Er wurde von europäischen Studenten erdacht und gebaut, nun ist er erfolgreich in eine Erdumlaufbahn geschossen worden: der Satellit Sseti-Express. Doch damit nicht genug: Er hat noch weitere Minisatelliten an Bord.

Eine Kosmos-3M Trägerrakete wurde kurz vor. 09.00 Uhr mitteleuropäischer Zeit gezündet und transportierte das etwa waschmaschinengroße Gerät vom nordrussischen Kosmodrom Plesetsk in den erdnahen Weltraum. "Sseti-Express" soll auf einer über die Pole führenden Bahn die Erde in ca. 690 Kilometern Höhe umkreisen und fotografieren. Zudem führt er drei weitere an Universitäten entwickelte wissenschaftliche Minisatelliten mit sich, die in der Umlaufbahn ausgesetzt werden sollen. Die rund zehn Zentimeter großen würfelförmigen Flugkörper kommen aus Japan, Norwegen und Deutschland.

"Sseti-Express" soll unter anderem neuartige Solarzellen und die Funktionsfähigkeit von Internetprotokollen im Weltraum testen. Der in weniger als zwei Jahren fertig gestellte Satellit ist das erste Produkt der im Jahr 2000 gestarteten studentischen Weltrauminitiative Sseti (Student Space Exploration and Technology Initiative) der Esa. Ein weiterer Studentensatellit soll voraussichtlich 2008 starten. Zwischen 2010 und 2012 ist eine Sseti-Satellitenmission zum Mond geplant, für die derzeit erste Vorstudien laufen.

Das komplette Sseti-Express-Projekt benötigte von der ersten Idee bis zum fertigen Satelliten nur eineinhalb Jahre und wurde von über 200 Studenten aus mehr als 20 europäischen Universitäten in 12 Ländern entwickelt.
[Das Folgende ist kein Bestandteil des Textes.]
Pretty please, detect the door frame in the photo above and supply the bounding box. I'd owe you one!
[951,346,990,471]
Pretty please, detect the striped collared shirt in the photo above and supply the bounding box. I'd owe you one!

Auf deutscher Seite der Student Space Exploration and Technoloy Iniative (Sseti) waren die Universitäten Würzburg, Dortmund und Stuttgart beteiligt. Koordiniert wurde die Arbeit der im Wesentlichen nur über das Internet zusammen arbeitenden einzelnen Teams unter der Federführung der Europäischen Weltraumbehörde Esa, die damit auch die Möglichkeiten von kleineren, leichteren und billigeren Satelliten ausloten möchte. 2008 soll dem jetzt gestarteten sechzig Kilo-Satelliten ein größerer, etwa 100 Kilogramm schwerer geostationärer Satellit der Sseti-Initiative folgen, der nach dem gleichen Muster entstehen soll.